Szybko włożyła skrzypce do futerału. Zaśmiałam się.
- Chciałabym żebyś skończyła tą piosenkę. Podoba mi się.
- Ale nie umiem grać.- szepnęła, siadając szybko na łóżku, i udając, że zaczyna się uczyć.
Westchnęłam. Jak zawsze postawiła na swoim.
- Nie powinnaś marnować talentu.
- Kiedy to nie talent. Każdy może tak grać, tylko musi się nauczyć.- odparła, nie odrywając wzroku od książki.
- No proszę cię, nie udawaj.- powiedziałam z entuzjazmem.
- N-nie.- powiedziała jąkając.- Nie mam talentu. Patrz na Iwasawę. Może i umarła, ale jej muzyka zostanie, rozumiesz? Właśnie to jest talent. Mimo śmierci, każdy ją zapamięta.- powiedziała cicho.
Uśmiechnęłam się słabo.
- Dobrze więc. Ale ja dopilnuję, żeby ktoś oprócz mnie cię docenił.

Alexander

- Wow… - powiedziałem w odpowiedzi – Jesteś niesamowita!

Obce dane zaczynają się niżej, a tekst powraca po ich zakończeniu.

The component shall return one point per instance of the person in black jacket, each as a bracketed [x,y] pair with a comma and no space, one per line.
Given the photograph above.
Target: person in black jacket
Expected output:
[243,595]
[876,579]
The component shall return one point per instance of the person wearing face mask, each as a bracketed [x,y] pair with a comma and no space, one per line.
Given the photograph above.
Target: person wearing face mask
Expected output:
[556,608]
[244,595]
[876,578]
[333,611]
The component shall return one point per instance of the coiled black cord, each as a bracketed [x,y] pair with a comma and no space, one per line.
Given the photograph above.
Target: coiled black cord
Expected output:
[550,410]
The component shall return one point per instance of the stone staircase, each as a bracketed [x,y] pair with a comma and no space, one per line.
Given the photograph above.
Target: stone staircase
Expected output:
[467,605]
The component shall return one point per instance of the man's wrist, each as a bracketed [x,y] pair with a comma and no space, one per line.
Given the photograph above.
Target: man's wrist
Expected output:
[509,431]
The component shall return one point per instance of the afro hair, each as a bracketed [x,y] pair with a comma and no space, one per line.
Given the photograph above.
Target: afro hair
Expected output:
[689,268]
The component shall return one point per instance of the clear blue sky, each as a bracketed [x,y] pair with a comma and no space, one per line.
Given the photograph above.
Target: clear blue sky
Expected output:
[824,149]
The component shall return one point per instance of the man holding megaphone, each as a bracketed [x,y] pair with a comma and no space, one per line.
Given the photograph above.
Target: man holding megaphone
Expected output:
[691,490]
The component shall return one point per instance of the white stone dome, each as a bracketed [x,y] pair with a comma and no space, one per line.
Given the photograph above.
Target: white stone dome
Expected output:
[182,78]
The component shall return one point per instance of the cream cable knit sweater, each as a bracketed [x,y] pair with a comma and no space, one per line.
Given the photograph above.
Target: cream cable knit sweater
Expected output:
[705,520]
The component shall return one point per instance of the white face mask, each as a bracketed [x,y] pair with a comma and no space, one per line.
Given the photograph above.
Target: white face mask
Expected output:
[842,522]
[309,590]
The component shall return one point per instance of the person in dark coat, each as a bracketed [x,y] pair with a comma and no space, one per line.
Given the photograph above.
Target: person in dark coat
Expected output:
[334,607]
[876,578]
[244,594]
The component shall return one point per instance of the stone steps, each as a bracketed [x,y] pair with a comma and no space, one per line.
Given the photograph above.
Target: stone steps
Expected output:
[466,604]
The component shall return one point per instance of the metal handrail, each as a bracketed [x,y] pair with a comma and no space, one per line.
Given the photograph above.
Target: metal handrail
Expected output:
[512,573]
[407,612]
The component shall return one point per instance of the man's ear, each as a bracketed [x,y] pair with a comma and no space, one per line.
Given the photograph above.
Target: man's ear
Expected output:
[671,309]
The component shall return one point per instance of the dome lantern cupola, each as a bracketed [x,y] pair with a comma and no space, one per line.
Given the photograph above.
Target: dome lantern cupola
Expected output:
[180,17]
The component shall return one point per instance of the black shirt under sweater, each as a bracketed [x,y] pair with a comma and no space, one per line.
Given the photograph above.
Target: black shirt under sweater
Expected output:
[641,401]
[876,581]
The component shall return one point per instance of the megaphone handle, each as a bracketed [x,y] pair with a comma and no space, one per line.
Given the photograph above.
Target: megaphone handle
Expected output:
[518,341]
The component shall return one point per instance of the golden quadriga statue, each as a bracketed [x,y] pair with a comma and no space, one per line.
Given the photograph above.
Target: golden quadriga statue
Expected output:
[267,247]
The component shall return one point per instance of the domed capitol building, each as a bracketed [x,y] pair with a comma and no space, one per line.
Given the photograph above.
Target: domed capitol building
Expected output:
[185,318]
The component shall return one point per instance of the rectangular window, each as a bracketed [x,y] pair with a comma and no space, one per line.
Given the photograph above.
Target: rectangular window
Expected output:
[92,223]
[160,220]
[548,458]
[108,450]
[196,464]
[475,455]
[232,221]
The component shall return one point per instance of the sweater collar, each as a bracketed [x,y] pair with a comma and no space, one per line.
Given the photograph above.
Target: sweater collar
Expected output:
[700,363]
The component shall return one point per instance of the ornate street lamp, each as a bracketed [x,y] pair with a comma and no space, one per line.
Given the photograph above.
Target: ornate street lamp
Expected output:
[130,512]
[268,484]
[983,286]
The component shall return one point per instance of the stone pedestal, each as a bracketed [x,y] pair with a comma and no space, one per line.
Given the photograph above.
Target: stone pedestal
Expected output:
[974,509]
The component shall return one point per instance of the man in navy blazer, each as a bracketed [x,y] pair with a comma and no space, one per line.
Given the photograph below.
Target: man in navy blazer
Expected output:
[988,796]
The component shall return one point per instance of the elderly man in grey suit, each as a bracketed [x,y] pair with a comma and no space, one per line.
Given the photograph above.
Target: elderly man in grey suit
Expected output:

- Przesadzasz – odparła krótko
- Nie przesadza! – zaprotestowała Esme – Nie powinnaś ukrywać swojego talentu
- Jakiego znowu talentu?!
- Jak to jakiego! – oburzyłem się szczerze – Jesteś artystką i to naprawdę utalentowaną
- Ale….
- Przestań gadać i chodź – przerwałem jej zniecierpliwiony – Musisz kogoś poznać
Zaprowadziłem Osai do Cavaliady. Miałem nadzieję, ze dziewczyny się zaprzyjaźnią skoro obie uwielbiały muzykę i grały na skrzypcach.